Fig. 2: Clustering of lncRNA into relevant pathways for breast cancer.
From: Subtype and cell type specific expression of lncRNAs provide insight into breast cancer

a Hierarchical clustering of lncRNA-mRNA Spearman correlation values (positive correlation in red, negative correlation in blue) following co-expression analysis between lncRNAs (n = 4108) and protein coding mRNAs (n = 17060). Only lncRNA and mRNA with significant correlation (Bonferroni p-value < 0.05) and −0.4> Spearman’s rho > 0.4 in the TCGA (n = 1095) and SCAN-B (n = 3455) cohorts are used in the unsupervised clustering. In addition, we plot only lncRNAs and mRNAs with number of association higher than the mean value of association (Supplementary Fig. 4). Clusters are defined using cutree_rows = 3 and cutree_cols = 3. lncRNAs (x-axis) are annotated according to the differential expression analysis (Fig. 1). b, d Bar plot showing -log(FDR q.value) from a hypergeometric test (y-axis) of gene set enrichment analysis using Hallmark pathways of the MSigDB database. Input genes for GSEA are genes from mRNA-cluster A (n = 2890) (b), mRNA-cluster B (n = 1480) (c), and mRNA-cluster C (n = 667)(d). Boxplot of the coefficients from the generalized linear modeling of the expression of lncRNAs in the SCAN-B cohort using three variables into the same model, ESR1 mRNA (to reflect estrogen signaling (e)), fibroblast score (to infer fibroblast tumor content (f)) and lymphocyte score (to infer lymphocyte infiltration (g)).

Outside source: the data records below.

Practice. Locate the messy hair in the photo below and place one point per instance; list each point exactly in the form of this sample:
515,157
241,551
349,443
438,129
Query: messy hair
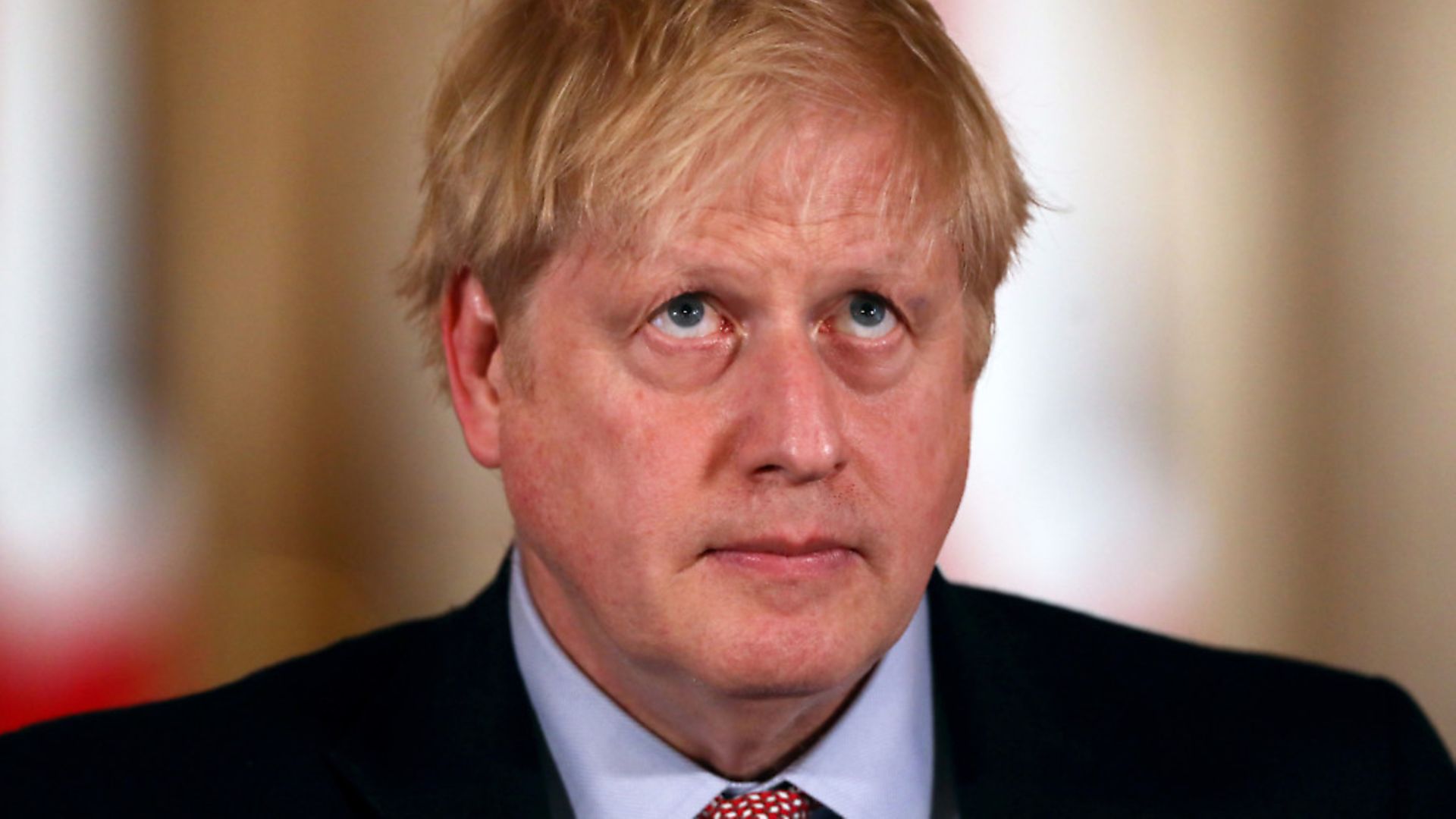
555,115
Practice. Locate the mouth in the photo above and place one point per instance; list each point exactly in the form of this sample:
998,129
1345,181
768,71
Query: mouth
783,558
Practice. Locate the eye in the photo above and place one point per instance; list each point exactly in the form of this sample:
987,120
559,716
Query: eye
688,316
867,316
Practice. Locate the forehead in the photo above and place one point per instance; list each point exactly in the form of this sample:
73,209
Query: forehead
823,181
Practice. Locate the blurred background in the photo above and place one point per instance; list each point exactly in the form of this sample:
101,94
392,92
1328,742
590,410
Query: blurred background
1220,401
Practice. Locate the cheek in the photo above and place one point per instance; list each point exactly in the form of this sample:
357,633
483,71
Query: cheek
916,442
601,463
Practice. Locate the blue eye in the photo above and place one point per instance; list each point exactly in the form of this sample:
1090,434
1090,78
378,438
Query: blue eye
867,316
688,316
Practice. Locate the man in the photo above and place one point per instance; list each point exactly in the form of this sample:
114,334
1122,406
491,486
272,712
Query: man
711,284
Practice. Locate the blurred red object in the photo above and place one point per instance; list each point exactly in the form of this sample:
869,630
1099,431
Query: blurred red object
86,673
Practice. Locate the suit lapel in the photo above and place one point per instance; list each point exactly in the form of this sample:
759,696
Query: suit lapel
453,733
987,714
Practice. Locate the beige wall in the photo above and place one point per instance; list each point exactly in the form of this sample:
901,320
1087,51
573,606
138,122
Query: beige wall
1310,193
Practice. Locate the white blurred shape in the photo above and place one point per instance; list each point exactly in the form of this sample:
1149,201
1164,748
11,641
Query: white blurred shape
1074,491
72,458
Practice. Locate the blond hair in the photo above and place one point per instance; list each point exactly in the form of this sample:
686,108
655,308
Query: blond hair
554,115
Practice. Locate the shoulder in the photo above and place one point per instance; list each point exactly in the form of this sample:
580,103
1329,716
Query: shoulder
1094,698
232,745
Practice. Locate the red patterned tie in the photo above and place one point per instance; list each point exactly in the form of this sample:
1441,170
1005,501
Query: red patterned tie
780,803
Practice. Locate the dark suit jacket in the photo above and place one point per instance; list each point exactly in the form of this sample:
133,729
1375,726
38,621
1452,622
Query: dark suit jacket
1041,713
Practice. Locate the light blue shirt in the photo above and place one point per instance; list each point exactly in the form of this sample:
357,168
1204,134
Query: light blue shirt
878,760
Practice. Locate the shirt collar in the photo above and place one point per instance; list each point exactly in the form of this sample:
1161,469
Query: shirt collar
878,760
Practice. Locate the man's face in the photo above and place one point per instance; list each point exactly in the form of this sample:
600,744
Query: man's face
739,455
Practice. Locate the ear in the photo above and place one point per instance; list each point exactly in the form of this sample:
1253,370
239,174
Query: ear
473,359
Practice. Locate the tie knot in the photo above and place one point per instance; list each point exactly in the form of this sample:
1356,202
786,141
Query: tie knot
778,803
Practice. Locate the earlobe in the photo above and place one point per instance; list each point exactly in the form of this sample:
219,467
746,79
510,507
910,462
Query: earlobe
471,337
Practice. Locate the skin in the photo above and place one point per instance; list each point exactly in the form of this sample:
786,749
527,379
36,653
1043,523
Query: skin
727,532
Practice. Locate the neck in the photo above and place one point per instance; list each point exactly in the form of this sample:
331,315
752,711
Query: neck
745,738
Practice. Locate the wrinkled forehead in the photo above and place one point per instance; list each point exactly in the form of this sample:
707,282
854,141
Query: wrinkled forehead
849,177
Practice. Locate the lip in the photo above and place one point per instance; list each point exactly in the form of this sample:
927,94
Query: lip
783,558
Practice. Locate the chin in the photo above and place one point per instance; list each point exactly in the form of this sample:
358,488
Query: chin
788,662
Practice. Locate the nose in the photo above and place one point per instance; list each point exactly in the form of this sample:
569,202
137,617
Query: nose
791,428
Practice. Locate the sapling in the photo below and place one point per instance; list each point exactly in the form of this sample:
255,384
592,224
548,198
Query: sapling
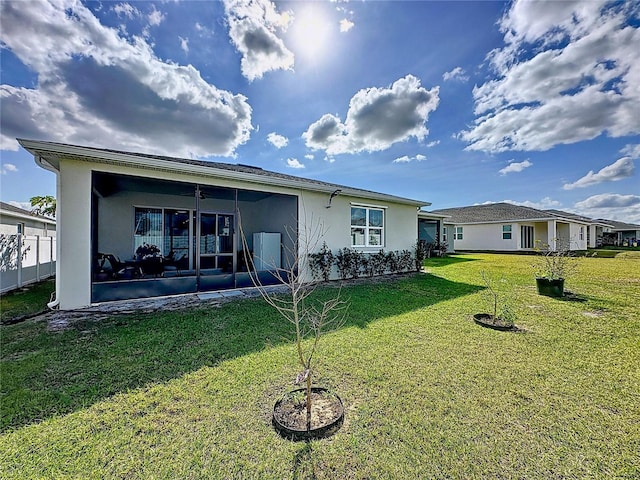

Each dot represents the coefficient for a variable and each lncRNA in cluster 1 (n = 610), cluster 2 (n = 199), and cluster 3 (n = 110). Kruskal-Wallis test p-values are shown. The line within each box represents the median. Upper and lower edges of each box represent 75th and 25th percentile, respectively. The whiskers represent the lowest datum still within [1.5 × (75th − 25th percentile)] of the lower quartile, and the highest datum still within [1.5 × (75th − 25th percentile)] of the upper quartile.